Oh, and this one is just information on Moodle.’ You have to figure out the format
and how it’s going to be delivered and where to go.
“It’s quite a challenge for those students, not to mention the increased self-learning
in this online environment.”
The pandemic is also exacerbating students’ anxiety and depression, Purdy said. “Rapid
change is increasing that anxiety. Students with depression already want to isolate,
and this is making it very easy to do just that.”
Increased screen time can negatively affect students with migraines or brain injuries,
Purdy said. Her office has worked with instructors to allow those students to take
tests in paper-and-pencil format, scan them and return them.
Having to conduct all sessions with students through Teams has posed challenges for
Purdy and office coordinator Jessie Voigt as well.

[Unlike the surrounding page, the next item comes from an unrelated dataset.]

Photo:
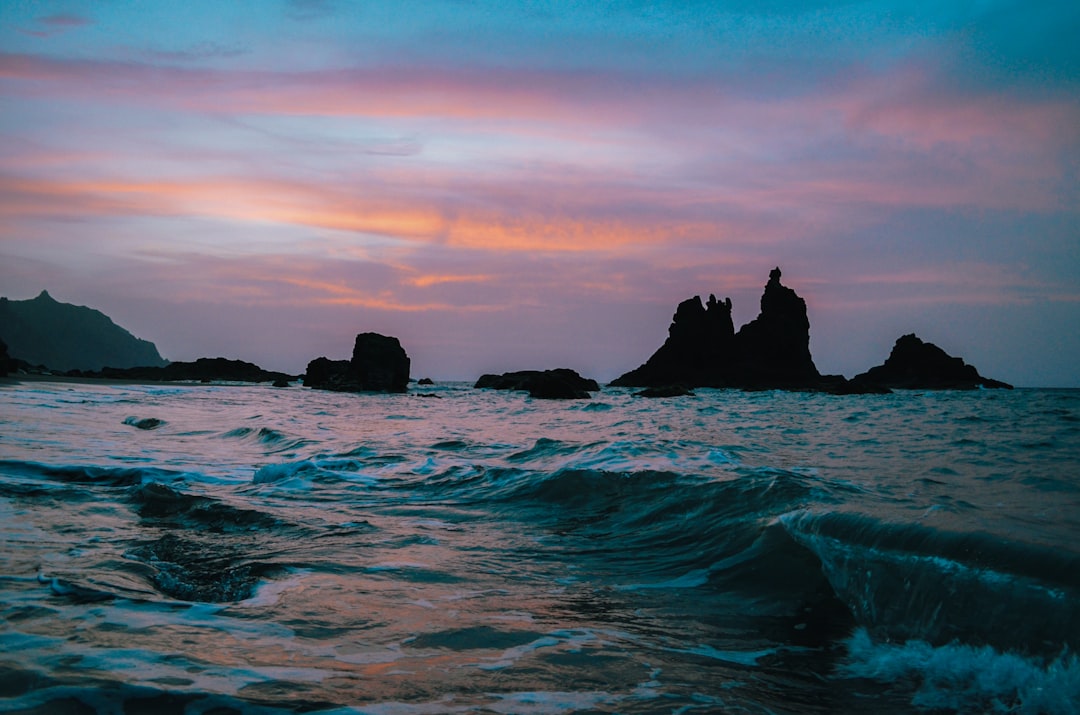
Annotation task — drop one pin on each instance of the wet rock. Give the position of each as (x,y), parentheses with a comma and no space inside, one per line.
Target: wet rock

“We’ve had to learn a whole new way to connect with new students,” Purdy said. “A
big part is getting them comfortable with accommodations and with us—to be comfortable
using us as a resource. It’s made that ‘getting to know you’ part really difficult
because there’s a screen there.”
It can also be awkward when students choose not to turn their camera on. “You want
to respect their privacy and it’s uncomfortable to say, ‘Hey, turn that camera on,’
but especially if it’s a student who is depressed, you want to see them,” Purdy said.
The Teams format might help to account for the fact that while the number of student
requests overall is up, the number of ongoing consultations is down. But Purdy thinks
the added stress of the pandemic is more likely the reason.
“Bellarmine attracts excellent students,” she said. “Our students with disabilities
are high-functioning students. I think that students who have a diagnosis but have
learned to manage—COVID just triggered this need for them. With the change in the
environment, suddenly they do need accommodations. It pushed those deficits.”